Dr. Michael Siegel is a physician and professor at Boston University who has devoted more than 20 years to research and study of the effects of smoking. He posts comments on tobacco policy on his blog "The Rest of the Story" at TobaccoAnalysis.blogspot.com.
A particularly relevant post was pointed out to me from August 13, 2008, in which Siegal comments on the Bernard Parks motion to ban smoking almost everywhere in Los Angeles. This is an excerpt from a much longer post, but it’s worth reading carefully:
The ordinance would ban smoking in every outdoors location where people "reasonably congregate." Essentially, this means that there would be no outdoors smoking anywhere, with the exception of some dark deserted alleys. If enacted, this would be the most restrictive smoking ban in the nation.
The Rest of the Story
I now understand why anti-smoking advocates and groups are distorting the truth. Because they are promoting such extreme proposals that go far beyond the documented scientific evidence that they need to create their own facts in order to justify these proposals.
You can't credibly argue that smoking needs to be banned everywhere outdoors to protect the health of nonsmokers using the actual truth about the severity of health risk from secondhand smoke exposure. There simply is no evidence that a few wisps of secondhand smoke, as one might encounter from someone smoking on a sidewalk or in a street, parking lot, or park puts people's health at risk and represents a significant public health problem.
The only way to advance these policies, then, is to artificially build up the severity of the harms of secondhand smoke so that you can convince people that any exposure - even a few wisps of smoke - is a severe health hazard.
This, I now realize, is the impetus behind the widespread fallacious claims that are being made by over 100 anti-smoking groups about the cardiovascular effects of brief secondhand smoke exposure.
I no longer believe that this distortion of the science, which goes right up to the level of the Surgeon General (who claimed that brief secondhand smoke exposure was sufficient to cause heart disease and lung cancer), represents a simple, innocent mistake.
It is now clear that this is part of a new agenda (one that I never thought was part of the movement) to extend smoking bans beyond workplaces, restaurants, bars, and other places where there is substantial exposure. The movement is now to virtually ban all smoking outside of the home, so that no nonsmoker ever has to even see a smoker in public.
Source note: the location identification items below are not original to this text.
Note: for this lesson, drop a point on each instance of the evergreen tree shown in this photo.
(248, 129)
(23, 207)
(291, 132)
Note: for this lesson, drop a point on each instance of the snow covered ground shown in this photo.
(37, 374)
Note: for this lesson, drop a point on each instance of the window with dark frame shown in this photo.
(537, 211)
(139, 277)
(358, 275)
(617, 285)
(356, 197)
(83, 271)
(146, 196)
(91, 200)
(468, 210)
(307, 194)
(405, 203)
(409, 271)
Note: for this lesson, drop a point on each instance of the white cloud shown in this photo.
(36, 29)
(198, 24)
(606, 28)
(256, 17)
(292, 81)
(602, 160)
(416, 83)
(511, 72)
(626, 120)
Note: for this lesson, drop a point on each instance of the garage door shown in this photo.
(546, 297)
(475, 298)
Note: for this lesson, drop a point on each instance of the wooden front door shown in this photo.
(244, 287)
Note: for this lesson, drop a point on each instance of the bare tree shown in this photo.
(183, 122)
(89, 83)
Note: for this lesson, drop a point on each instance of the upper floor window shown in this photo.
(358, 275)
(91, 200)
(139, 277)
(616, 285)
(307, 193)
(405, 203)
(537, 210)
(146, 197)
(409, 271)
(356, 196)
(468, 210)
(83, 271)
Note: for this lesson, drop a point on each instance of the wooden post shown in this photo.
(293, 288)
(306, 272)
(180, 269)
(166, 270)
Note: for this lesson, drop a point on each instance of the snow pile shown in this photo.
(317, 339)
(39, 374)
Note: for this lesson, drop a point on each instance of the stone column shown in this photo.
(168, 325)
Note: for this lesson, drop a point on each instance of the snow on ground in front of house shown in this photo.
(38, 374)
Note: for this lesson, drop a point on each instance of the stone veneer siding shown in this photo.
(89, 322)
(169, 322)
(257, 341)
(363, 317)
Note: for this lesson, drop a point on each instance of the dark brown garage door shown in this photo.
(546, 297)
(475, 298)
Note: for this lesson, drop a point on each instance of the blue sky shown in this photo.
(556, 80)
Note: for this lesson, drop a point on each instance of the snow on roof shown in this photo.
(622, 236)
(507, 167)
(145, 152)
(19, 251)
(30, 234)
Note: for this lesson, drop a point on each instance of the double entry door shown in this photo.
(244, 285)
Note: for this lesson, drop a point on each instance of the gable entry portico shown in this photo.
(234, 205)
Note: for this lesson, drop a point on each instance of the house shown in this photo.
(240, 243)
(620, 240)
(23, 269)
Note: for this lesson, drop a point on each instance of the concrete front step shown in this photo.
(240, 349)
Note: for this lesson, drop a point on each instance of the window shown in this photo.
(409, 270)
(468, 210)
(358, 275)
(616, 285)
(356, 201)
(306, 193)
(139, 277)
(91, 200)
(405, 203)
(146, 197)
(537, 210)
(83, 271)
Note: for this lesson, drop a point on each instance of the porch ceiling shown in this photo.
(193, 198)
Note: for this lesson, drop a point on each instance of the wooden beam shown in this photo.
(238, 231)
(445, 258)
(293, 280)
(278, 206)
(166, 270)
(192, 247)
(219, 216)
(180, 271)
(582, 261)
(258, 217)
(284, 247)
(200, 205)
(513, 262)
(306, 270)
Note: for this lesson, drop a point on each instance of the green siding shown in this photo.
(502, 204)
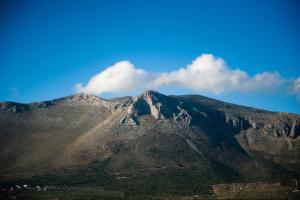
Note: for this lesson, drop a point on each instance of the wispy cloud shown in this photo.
(120, 77)
(295, 88)
(206, 73)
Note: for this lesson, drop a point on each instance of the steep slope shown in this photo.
(190, 138)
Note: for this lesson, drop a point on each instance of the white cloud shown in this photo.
(210, 74)
(295, 88)
(121, 77)
(206, 73)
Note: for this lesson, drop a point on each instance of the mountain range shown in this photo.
(147, 143)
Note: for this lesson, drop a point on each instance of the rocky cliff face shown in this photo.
(149, 131)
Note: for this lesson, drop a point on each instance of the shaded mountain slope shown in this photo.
(150, 135)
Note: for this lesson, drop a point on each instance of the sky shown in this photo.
(244, 52)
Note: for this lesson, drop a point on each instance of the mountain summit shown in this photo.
(148, 137)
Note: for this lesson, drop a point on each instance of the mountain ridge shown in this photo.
(185, 133)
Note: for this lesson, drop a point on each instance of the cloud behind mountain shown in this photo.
(207, 73)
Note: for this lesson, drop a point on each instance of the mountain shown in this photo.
(147, 143)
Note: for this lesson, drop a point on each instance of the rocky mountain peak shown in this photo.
(151, 102)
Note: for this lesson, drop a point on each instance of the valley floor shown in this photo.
(222, 191)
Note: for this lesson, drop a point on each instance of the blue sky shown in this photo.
(48, 46)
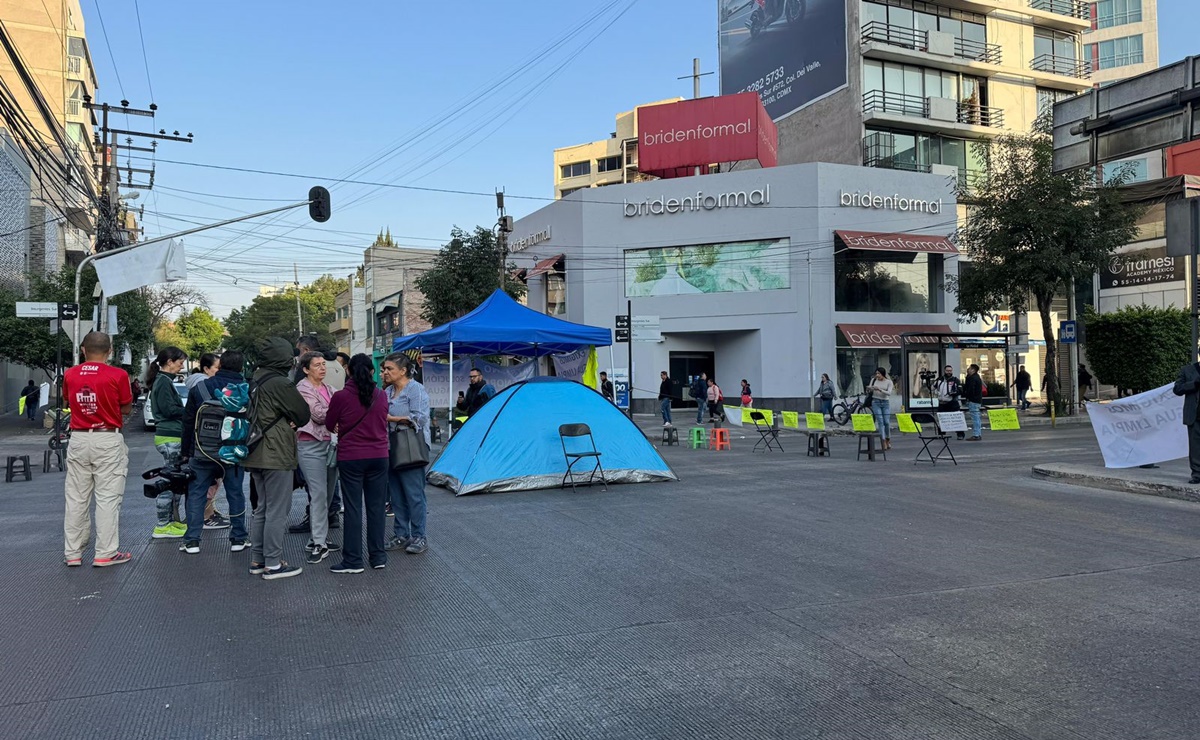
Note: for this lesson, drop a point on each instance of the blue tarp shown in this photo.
(513, 444)
(502, 326)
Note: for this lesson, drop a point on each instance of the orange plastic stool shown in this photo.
(719, 439)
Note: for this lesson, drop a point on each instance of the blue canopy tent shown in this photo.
(513, 444)
(503, 326)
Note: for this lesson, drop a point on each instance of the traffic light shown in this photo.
(318, 204)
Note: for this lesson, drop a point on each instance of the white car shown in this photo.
(148, 416)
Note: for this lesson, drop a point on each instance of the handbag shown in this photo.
(407, 449)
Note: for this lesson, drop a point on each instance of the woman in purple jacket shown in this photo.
(358, 416)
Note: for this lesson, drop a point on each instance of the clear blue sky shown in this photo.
(466, 96)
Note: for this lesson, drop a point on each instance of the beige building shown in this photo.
(605, 162)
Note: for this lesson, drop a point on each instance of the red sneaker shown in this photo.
(119, 558)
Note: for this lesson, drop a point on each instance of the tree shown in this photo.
(275, 316)
(1138, 348)
(201, 332)
(465, 272)
(1030, 232)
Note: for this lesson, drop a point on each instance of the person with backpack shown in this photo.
(358, 414)
(276, 410)
(204, 457)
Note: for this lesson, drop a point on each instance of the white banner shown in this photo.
(436, 378)
(149, 265)
(1140, 429)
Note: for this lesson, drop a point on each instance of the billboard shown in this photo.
(676, 137)
(739, 266)
(790, 52)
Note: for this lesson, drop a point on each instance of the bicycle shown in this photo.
(843, 410)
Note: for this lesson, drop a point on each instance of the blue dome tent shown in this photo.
(511, 444)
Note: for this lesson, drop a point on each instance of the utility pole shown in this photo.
(295, 275)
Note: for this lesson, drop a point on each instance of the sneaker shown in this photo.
(167, 531)
(317, 554)
(283, 571)
(119, 558)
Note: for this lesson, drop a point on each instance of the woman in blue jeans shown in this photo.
(881, 390)
(408, 404)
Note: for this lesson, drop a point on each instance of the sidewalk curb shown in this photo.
(1115, 482)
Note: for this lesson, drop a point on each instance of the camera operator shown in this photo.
(947, 389)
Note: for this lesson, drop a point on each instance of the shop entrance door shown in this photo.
(683, 367)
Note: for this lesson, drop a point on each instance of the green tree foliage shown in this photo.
(275, 316)
(201, 332)
(29, 341)
(1029, 232)
(463, 275)
(1138, 348)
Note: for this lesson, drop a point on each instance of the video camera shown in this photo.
(173, 479)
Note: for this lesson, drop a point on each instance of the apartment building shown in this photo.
(610, 161)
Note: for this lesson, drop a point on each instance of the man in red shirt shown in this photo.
(97, 459)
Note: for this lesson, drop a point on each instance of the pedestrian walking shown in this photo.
(972, 390)
(358, 414)
(700, 393)
(408, 404)
(97, 461)
(313, 443)
(211, 473)
(277, 410)
(947, 390)
(1187, 385)
(1023, 384)
(31, 393)
(665, 397)
(826, 393)
(168, 431)
(881, 390)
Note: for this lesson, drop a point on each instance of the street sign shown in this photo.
(28, 310)
(646, 329)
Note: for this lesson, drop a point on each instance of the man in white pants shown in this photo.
(97, 459)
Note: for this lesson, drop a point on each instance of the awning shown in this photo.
(897, 242)
(887, 336)
(544, 266)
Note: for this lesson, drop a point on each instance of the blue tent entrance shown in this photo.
(511, 444)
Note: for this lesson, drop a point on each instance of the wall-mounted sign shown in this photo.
(1144, 268)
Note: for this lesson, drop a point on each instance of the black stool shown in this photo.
(60, 459)
(12, 470)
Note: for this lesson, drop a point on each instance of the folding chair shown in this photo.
(768, 434)
(929, 421)
(576, 432)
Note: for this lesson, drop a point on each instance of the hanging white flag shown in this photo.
(142, 266)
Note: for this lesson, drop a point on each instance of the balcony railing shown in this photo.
(1067, 66)
(877, 101)
(1072, 8)
(981, 115)
(918, 41)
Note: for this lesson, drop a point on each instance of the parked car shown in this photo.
(148, 416)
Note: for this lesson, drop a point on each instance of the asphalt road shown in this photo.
(811, 55)
(762, 596)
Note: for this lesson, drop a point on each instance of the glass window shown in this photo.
(886, 283)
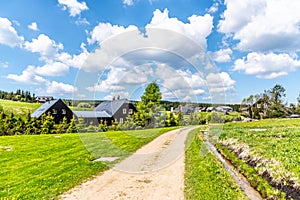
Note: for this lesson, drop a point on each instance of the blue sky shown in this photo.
(100, 49)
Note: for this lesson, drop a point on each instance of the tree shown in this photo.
(72, 126)
(277, 94)
(149, 107)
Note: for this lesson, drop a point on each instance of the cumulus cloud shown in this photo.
(222, 55)
(4, 65)
(43, 45)
(8, 34)
(105, 30)
(128, 2)
(82, 21)
(33, 26)
(219, 82)
(268, 65)
(198, 28)
(28, 76)
(214, 8)
(59, 88)
(73, 6)
(76, 61)
(274, 22)
(52, 69)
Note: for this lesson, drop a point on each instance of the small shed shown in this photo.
(57, 108)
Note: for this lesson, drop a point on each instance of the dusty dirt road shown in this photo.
(156, 171)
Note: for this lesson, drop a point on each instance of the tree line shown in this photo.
(269, 104)
(19, 95)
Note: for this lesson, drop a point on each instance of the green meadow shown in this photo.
(44, 166)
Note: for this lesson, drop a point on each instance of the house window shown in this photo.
(63, 111)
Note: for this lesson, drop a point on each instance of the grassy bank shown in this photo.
(44, 166)
(269, 148)
(205, 176)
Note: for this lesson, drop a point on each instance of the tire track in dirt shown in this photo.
(154, 171)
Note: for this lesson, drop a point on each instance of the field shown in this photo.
(205, 176)
(271, 147)
(44, 166)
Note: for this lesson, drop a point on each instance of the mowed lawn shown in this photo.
(270, 138)
(205, 176)
(44, 166)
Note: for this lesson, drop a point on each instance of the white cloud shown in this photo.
(45, 46)
(219, 82)
(33, 26)
(263, 25)
(222, 55)
(28, 76)
(73, 6)
(105, 30)
(128, 2)
(267, 66)
(4, 65)
(60, 88)
(53, 69)
(8, 34)
(76, 61)
(198, 28)
(121, 94)
(82, 21)
(214, 8)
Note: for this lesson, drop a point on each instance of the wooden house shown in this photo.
(108, 112)
(57, 108)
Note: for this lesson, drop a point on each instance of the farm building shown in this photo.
(115, 110)
(57, 108)
(224, 109)
(43, 99)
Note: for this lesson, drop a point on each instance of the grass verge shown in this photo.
(205, 176)
(256, 181)
(44, 166)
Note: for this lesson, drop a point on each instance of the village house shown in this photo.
(108, 112)
(57, 108)
(43, 99)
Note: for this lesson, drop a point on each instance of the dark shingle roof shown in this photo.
(91, 114)
(111, 107)
(44, 108)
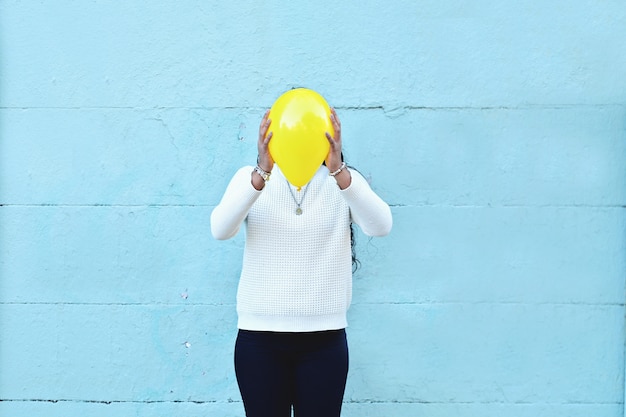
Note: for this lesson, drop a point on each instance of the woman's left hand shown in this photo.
(334, 160)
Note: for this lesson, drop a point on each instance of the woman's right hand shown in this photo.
(266, 163)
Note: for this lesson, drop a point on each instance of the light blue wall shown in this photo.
(496, 130)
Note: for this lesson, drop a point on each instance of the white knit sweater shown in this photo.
(297, 269)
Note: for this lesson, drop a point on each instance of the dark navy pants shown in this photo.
(278, 371)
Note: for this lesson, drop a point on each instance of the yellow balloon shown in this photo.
(300, 120)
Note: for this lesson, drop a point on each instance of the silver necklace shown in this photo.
(298, 209)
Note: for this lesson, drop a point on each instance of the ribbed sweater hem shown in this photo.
(292, 323)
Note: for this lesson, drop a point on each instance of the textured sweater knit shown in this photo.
(297, 269)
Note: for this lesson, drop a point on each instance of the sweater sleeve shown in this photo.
(240, 195)
(367, 209)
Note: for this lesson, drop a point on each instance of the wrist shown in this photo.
(334, 173)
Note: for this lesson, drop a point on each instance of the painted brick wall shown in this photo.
(496, 130)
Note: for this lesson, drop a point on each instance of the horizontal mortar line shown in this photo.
(105, 205)
(351, 401)
(388, 107)
(108, 402)
(366, 303)
(514, 303)
(152, 304)
(488, 205)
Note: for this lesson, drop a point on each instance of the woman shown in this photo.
(296, 281)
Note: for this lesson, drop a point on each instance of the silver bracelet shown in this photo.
(341, 168)
(262, 173)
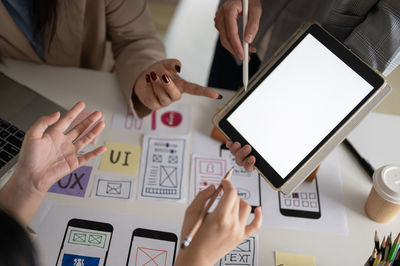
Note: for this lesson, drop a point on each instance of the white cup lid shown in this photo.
(387, 183)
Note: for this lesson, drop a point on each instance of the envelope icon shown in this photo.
(243, 247)
(150, 257)
(95, 239)
(168, 176)
(79, 237)
(114, 188)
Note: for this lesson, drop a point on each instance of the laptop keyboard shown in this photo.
(11, 139)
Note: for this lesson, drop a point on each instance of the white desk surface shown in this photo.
(99, 90)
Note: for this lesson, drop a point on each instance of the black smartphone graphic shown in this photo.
(150, 247)
(85, 243)
(247, 184)
(303, 202)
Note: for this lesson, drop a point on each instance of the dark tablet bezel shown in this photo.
(341, 52)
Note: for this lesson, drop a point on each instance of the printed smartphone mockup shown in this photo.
(150, 247)
(303, 202)
(247, 184)
(85, 243)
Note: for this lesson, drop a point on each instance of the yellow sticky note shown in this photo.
(291, 259)
(121, 158)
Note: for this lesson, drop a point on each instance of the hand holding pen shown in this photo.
(221, 230)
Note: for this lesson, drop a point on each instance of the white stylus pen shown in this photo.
(245, 45)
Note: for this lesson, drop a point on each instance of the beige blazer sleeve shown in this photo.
(135, 44)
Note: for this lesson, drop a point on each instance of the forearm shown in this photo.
(191, 257)
(19, 201)
(135, 44)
There simply is no credible alternative explanation for claims - like this one - which are so absurd that they are patently false on their face. You need only think about it for about 3 seconds before you realize that secondhand smoke exposure cannot possibly be more harmful than active smoking.
The epidemiologic evidence obviously does not support such a conclusion. The relative risk of lung cancer associated with chronic active smoking is about 17. The relative risk for lung cancer associated with chronic secondhand smoke exposure is about 1.3. That's a 13-fold difference. It is intuitively clear that smoking is worse than breathing in secondhand smoke. This isn't an example of stretching or exaggerating the facts - it's an example of creating (i.e., fabricating) them.
I should point out that if you take this message seriously, then a rational nonsmoker might actually start smoking. After all, according to the message, it's better to smoke yourself than to be exposed to secondhand smoke. The message truly undermines the severe health effects of active smoking because it states that active smoking is less harmful than secondhand smoke exposure. Thus, the statement is not only fallacious, but it is a dangerous one which undermines years of education of the public about the severe harms of active smoking.
While the main reason why I object to the fabrication of the science is that I view it as unethical, I wish to point out that I also think it undermines our cause of protecting nonsmokers from secondhand smoke. It gives the public the impression (rightly so, apparently) that our goal is not just to save lives and prevent serious medical conditions but instead, that our goal is simply to protect nonsmokers from ever having to breathe in a wisp of secondhand smoke or see a smoker. It makes it appear that we are trying to prohibit smoking through the back door and that de facto prohibition is our real agenda, rather than a legitimate public health interest in protecting nonsmokers from a severe health threat.
To use a half-marathon analogy, I feel like I have been running a half-marathon and I get to the finish line and stop, but everyone else keeps running. I thought the goal was to provide a safe working environment for all employees and to protect nonsmokers from a substantial health hazard in certain outdoors locations where they cannot easily avoid tobacco smoke exposure. Instead, the movement just keeps on going, trying to ban smoking in every possible outdoors location and even starting to infringe upon the private home.
I feel all alone at the finish line, wondering where everyone has gone.
The rest of the story is that I have come to the conclusion that the distortion of the science by anti-smoking groups is not merely an innocent mistake or an uninformed interpretation of scientific evidence. It is, instead, a deliberate attempt to promote an extremist agenda by fabricating scientific evidence that will support an agenda that is simply not supported by the scientific truth.
The entire post goes on for a while, but it’s worth reviewing as it rips the cover off of the anti-tobacco movement now at work in Los Angeles.